Giving evidence at the same session, Colin Myler, who became editor of News of the World after Andy Coulson resigned over phone hacking at the paper, said it was "inconceivable" that Murdoch was unaware that the email indicated hacking went beyond a single rogue reporter at the Sunday newspaper.
Myler said: "I had made the point very clearly in my opening statement to that hearing that the 'for Neville' email was clearly a significant development."
Murdoch responded to Crone's claims in a statement, insisting he stood by his earlier testimony to the select committee. He said his "recollection of the meeting regarding the Gordon Taylor settlement is absolutely clear and consistent".
"I was told by Mr Crone and Mr Myler ... that there was evidence that Mulcaire had carried out [the interception of Mr Taylor's voicemails] on behalf of the News of the World.
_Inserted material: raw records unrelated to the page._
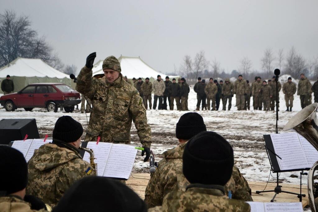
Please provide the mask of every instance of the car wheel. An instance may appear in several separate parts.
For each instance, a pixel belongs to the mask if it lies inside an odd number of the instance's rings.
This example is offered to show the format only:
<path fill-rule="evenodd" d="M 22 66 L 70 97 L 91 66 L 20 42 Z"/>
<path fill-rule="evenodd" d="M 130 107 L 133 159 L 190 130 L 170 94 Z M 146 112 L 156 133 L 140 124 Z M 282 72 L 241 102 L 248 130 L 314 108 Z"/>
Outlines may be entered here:
<path fill-rule="evenodd" d="M 58 112 L 58 106 L 55 103 L 52 102 L 49 102 L 46 106 L 46 109 L 49 112 L 54 111 L 56 113 Z"/>
<path fill-rule="evenodd" d="M 72 113 L 74 111 L 75 108 L 75 107 L 73 106 L 70 107 L 64 107 L 64 110 L 66 113 Z"/>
It was for this reason alone that Mr Crone and Mr Myler recommended settlement ... They did not show me the email, nor did they refer to Neville Thurlbeck [the NoW reporter to which the email allegedly referred] ," he added. "Neither Mr Myler nor Mr Crone told me that wrongdoing extended beyond Mr Goodman or Mr Mulcaire."
His statement is at odds with the evidence given to the committee by Crone. "[The email] was clear evidence that phone hacking was taking place beyond Clive Goodman. It was the reason we had to settle the case and in order to settle the case, we had to explain the case to Mr Murdoch and get his authority to settle, so clearly it was discussed," he told MPs.
"Since he gave us the authority we were asking for, I would take it that for the first time he realised News of the World was involved [in illegal voicemail interception] and that involvement involved people going beyond Clive Goodman," Crone added.